Sus palabras fueron las siguientes:
«Ahora vais a regresar a vuestros lugares de residencia habitual. Vuestros amigos querrán saber qué es lo que ha cambiado en vosotros después de haber estado en esta noble Villa con el Papa y cientos de miles de jóvenes de todo el orbe: ¿Qué vais a decirles? Os invito a que deis un audaz testimonio de vida cristiana ante los demás. Así seréis fermento de nuevos cristianos y haréis que la Iglesia despunte con pujanza en el corazón de muchos.»
Dar un testimonio audaz de vida cristiana ante nuestros amigos, ¡Tremenda invitación! No sólo es una invitación la de dar un testimonio coherente, también es un deber y una responsabilidad que tenemos con la gente que nos rodea. Si nuestra fe es débil y nuestra práctica religiosa tibia, no seremos un buen fermento en la masa y lo más probable es que nuestros amigos no sientan el atractivo de la fe, de ser jóvenes a contracorriente con las ideas claras y la brújula afinada en medio de un mundo cambiante que se rige por la veleta.
Ser amigo de nuestros amigos, quererles, comprenderles, empatizar con ellos… Todo eso son aspectos fundamentales de la práctica diaria de nuestra fe.

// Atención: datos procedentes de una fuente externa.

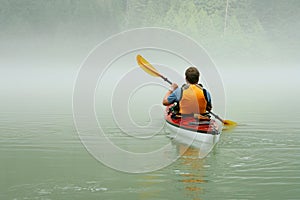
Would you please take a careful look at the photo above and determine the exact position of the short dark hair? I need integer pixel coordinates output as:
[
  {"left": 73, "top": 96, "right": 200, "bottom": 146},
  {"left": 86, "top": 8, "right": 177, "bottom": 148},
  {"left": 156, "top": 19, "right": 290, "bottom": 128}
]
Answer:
[{"left": 185, "top": 67, "right": 200, "bottom": 84}]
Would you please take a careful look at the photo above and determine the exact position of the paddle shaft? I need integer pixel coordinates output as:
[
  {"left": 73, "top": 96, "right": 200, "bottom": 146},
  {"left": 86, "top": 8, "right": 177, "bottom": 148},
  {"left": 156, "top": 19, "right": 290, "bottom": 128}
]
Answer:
[
  {"left": 209, "top": 111, "right": 225, "bottom": 123},
  {"left": 162, "top": 76, "right": 172, "bottom": 85}
]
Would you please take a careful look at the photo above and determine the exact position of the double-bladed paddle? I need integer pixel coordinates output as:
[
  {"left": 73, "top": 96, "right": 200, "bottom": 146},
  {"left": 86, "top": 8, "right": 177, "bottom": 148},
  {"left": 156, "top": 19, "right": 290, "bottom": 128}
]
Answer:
[{"left": 136, "top": 54, "right": 237, "bottom": 127}]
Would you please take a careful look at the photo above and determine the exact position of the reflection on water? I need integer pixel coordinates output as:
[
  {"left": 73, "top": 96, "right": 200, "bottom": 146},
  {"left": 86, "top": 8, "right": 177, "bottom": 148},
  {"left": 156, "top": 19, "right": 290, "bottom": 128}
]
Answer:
[{"left": 177, "top": 144, "right": 205, "bottom": 200}]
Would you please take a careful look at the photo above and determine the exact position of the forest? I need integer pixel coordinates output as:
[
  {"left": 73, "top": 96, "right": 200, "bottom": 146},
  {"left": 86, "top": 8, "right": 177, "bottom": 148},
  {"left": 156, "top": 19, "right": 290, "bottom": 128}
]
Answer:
[{"left": 1, "top": 0, "right": 299, "bottom": 65}]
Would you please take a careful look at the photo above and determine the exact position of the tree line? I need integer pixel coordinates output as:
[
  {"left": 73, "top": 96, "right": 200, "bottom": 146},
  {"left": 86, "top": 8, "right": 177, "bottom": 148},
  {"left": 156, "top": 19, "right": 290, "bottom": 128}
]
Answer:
[{"left": 1, "top": 0, "right": 299, "bottom": 63}]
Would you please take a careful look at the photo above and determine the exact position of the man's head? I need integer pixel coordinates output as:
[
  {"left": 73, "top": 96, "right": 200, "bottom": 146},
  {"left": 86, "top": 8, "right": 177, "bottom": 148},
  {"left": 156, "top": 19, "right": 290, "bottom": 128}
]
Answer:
[{"left": 185, "top": 67, "right": 200, "bottom": 84}]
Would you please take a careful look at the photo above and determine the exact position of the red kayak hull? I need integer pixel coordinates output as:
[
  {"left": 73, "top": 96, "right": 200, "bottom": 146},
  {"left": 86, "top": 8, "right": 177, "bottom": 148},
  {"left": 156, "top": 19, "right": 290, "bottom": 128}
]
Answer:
[
  {"left": 165, "top": 113, "right": 220, "bottom": 135},
  {"left": 165, "top": 108, "right": 221, "bottom": 158}
]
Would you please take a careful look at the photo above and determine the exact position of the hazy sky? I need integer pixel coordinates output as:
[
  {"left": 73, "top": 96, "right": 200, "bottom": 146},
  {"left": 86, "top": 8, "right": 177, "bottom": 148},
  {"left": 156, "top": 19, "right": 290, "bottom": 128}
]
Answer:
[{"left": 1, "top": 0, "right": 299, "bottom": 69}]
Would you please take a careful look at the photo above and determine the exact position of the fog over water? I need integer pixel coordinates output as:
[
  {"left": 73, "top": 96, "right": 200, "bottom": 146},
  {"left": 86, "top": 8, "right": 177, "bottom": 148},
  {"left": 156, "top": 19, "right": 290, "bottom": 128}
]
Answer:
[{"left": 1, "top": 1, "right": 300, "bottom": 199}]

Una fe vivida sin caridad y cuyo núcleo no sea el amor a Dios y por lo tanto a los demás, es una fe indolente y comodona. Hay que intentar superar los respetos humanos, esa vergüenza que puede entrarnos para hablarle a un amigo de Dios. Si somos coherentes, nuestros amigos sabrán que para nosotros Dios no es un as en la manga que sacamos a relucir a conveniencia, sabrán que siempre tenemos una palabra esperanzadora cuando las cosas van mal, sabrán que somos cautos y humildes cuando todo parece ir de cara, sabrán que en nosotros podrán encontrar un apoyo firme en el que sustentarse ante posibles circunstancias de la vida. Debemos tener afán de servicio, cuanto más les podamos ayudar y menos se note nuestra ayuda, mejor que mejor. Allanar el camino a la fe de nuestros amigos es sin duda, acercarnos un poquito más a la santidad personal.

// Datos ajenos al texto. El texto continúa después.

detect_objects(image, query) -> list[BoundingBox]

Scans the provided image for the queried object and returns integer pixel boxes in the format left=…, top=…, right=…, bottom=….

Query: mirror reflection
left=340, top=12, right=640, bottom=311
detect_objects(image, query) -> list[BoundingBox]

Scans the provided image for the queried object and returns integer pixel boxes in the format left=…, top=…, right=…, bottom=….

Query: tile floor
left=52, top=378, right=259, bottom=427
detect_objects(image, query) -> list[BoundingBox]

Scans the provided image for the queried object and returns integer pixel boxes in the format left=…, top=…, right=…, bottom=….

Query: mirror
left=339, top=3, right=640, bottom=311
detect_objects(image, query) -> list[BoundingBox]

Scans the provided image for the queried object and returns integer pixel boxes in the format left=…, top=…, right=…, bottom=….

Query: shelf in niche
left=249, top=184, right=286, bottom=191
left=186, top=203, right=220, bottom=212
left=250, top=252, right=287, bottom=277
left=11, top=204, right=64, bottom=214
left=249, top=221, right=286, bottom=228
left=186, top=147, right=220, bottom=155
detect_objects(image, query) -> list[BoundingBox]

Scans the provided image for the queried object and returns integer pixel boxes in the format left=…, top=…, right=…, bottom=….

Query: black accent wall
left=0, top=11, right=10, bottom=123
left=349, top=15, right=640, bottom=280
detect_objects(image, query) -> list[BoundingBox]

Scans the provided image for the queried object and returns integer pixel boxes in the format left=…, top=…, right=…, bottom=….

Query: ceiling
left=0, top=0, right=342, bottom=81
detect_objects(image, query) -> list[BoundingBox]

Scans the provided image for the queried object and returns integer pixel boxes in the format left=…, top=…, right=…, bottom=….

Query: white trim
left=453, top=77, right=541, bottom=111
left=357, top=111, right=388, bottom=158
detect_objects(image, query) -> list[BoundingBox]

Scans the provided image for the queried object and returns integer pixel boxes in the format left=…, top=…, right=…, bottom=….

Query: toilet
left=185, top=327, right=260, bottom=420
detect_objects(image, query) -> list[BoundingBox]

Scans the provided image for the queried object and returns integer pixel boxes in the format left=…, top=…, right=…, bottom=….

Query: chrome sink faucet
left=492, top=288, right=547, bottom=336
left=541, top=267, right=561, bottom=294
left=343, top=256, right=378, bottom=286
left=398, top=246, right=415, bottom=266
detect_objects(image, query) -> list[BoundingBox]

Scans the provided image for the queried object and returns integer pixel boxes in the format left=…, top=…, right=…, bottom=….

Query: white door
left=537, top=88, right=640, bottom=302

Debemos ser conscientes del tremendo don que se nos ha concedido de forma gratuita con la fe, también es bueno recordarlo, dar gracias y pedir más. Nuestra fe es como una vela encendida pero, una vela encendida debajo de nuestra cama es totalmente inútil, la vela de nuestra fe debemos llevarla a quien esté necesitado de luz, con naturalidad, sin hacer cosas raras, recordando que ese amigo tuyo que tienes delante y que afirma no creer en nada es tan hijo de Dios como tu, y por lo tanto hermano tuyo. No contemplo hacer un apostolado eficaz sin la naturalidad y espontaneidad de la amistad, ante todo debemos querer a la gente. Sin amor, corremos el riesgo de convertir a las personas en números, en pura estadística y no estaríamos contribuyendo para nada en hacer un bien.

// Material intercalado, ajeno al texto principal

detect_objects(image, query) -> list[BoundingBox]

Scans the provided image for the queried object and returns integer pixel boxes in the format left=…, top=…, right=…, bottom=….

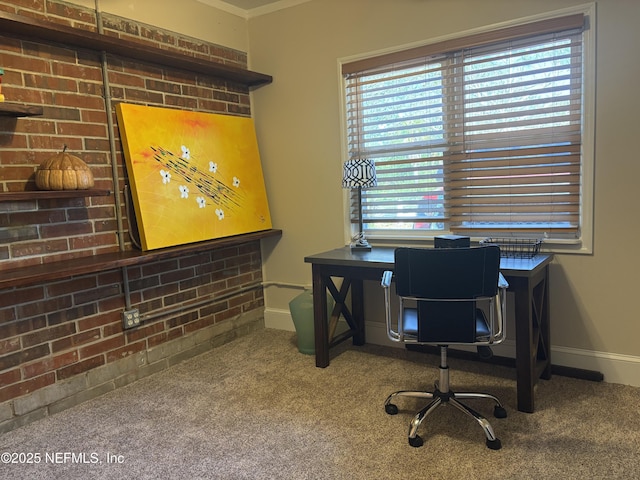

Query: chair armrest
left=381, top=270, right=393, bottom=288
left=490, top=273, right=509, bottom=344
left=380, top=270, right=402, bottom=342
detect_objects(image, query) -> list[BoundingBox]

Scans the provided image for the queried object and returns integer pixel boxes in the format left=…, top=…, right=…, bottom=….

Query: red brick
left=53, top=92, right=104, bottom=110
left=124, top=321, right=164, bottom=342
left=166, top=311, right=198, bottom=329
left=0, top=337, right=21, bottom=355
left=51, top=62, right=102, bottom=81
left=11, top=239, right=69, bottom=257
left=51, top=328, right=101, bottom=353
left=147, top=331, right=168, bottom=348
left=47, top=304, right=97, bottom=326
left=0, top=51, right=50, bottom=74
left=73, top=283, right=120, bottom=305
left=164, top=289, right=197, bottom=307
left=77, top=311, right=120, bottom=332
left=23, top=73, right=79, bottom=92
left=9, top=209, right=67, bottom=225
left=165, top=95, right=198, bottom=109
left=0, top=307, right=16, bottom=323
left=69, top=232, right=116, bottom=250
left=229, top=292, right=255, bottom=309
left=17, top=295, right=72, bottom=319
left=0, top=286, right=44, bottom=308
left=43, top=105, right=82, bottom=121
left=106, top=340, right=146, bottom=363
left=142, top=283, right=178, bottom=301
left=97, top=296, right=125, bottom=315
left=22, top=350, right=79, bottom=378
left=0, top=131, right=26, bottom=150
left=57, top=122, right=107, bottom=138
left=40, top=221, right=94, bottom=238
left=227, top=272, right=254, bottom=288
left=0, top=317, right=46, bottom=340
left=0, top=368, right=22, bottom=388
left=0, top=344, right=51, bottom=371
left=145, top=79, right=181, bottom=94
left=215, top=306, right=242, bottom=323
left=22, top=322, right=76, bottom=348
left=9, top=87, right=55, bottom=106
left=160, top=268, right=195, bottom=284
left=56, top=356, right=104, bottom=380
left=79, top=336, right=125, bottom=359
left=0, top=166, right=34, bottom=181
left=184, top=316, right=214, bottom=334
left=0, top=373, right=56, bottom=403
left=46, top=277, right=98, bottom=297
left=83, top=137, right=110, bottom=151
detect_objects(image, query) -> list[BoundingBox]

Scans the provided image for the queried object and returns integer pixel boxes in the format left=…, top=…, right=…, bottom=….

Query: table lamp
left=342, top=157, right=377, bottom=250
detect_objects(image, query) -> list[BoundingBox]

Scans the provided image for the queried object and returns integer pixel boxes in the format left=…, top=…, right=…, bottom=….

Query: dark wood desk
left=304, top=247, right=553, bottom=413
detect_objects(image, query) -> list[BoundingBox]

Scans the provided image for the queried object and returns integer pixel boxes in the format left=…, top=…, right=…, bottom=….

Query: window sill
left=360, top=232, right=591, bottom=255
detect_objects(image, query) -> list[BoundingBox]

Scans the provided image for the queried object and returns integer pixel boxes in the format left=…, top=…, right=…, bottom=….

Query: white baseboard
left=264, top=307, right=296, bottom=331
left=264, top=308, right=640, bottom=387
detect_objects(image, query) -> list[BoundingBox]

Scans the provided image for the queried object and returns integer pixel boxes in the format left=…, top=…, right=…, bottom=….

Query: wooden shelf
left=0, top=102, right=44, bottom=117
left=0, top=11, right=272, bottom=88
left=0, top=228, right=282, bottom=290
left=0, top=189, right=111, bottom=202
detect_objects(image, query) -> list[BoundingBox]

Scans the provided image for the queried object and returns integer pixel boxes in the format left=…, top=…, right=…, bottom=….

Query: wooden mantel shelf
left=0, top=102, right=44, bottom=117
left=0, top=228, right=282, bottom=290
left=0, top=189, right=111, bottom=201
left=0, top=11, right=272, bottom=88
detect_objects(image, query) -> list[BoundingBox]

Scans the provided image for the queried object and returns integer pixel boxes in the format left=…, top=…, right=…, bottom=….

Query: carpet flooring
left=1, top=328, right=638, bottom=479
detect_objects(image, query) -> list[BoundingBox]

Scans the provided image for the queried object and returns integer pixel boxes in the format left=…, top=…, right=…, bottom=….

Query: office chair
left=380, top=246, right=509, bottom=450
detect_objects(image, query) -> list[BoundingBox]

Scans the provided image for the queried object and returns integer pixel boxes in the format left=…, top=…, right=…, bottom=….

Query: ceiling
left=218, top=0, right=283, bottom=8
left=196, top=0, right=309, bottom=17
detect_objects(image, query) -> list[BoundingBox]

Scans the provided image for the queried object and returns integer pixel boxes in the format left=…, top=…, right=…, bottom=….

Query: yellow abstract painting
left=116, top=103, right=272, bottom=251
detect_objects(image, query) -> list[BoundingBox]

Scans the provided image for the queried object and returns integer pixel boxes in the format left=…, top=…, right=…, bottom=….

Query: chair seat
left=402, top=307, right=490, bottom=342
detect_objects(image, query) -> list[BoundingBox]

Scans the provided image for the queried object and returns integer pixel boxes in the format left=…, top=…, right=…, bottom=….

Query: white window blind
left=343, top=14, right=586, bottom=236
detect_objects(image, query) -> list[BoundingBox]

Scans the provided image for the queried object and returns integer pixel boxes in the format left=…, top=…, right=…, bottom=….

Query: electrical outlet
left=122, top=309, right=140, bottom=329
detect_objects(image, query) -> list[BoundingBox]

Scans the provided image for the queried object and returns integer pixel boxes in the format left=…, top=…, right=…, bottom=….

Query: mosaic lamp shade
left=342, top=158, right=377, bottom=250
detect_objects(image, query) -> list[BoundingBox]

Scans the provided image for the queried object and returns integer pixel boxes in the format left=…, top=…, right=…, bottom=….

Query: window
left=342, top=12, right=593, bottom=249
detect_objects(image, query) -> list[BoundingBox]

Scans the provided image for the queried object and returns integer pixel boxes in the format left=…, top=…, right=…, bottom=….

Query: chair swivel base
left=385, top=386, right=507, bottom=450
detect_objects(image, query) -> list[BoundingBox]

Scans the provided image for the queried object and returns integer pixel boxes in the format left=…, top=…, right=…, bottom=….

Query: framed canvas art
left=116, top=103, right=272, bottom=250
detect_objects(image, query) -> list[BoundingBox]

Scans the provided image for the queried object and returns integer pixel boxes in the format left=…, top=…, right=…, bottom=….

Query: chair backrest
left=394, top=246, right=501, bottom=343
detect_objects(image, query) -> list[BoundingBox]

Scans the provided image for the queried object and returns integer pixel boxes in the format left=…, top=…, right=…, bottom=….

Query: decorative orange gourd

En resumen, querer mucho a nuestros amigos y hablarles de Dios es algo bueno, natural y deseable pero no debemos perder de vista la caridad y la humildad, el trato personal con Dios y por supuesto la libertad que Dios nos ha dado a todos los seres humanos. Si tenemos en cuenta estas cosas y actuamos en consecuencia, seremos con naturalidad y sin vanagloriarnos de ello como faros luminosos que señalan el camino a casa en medio de una tormenta para muchas personas de nuestro alrededor.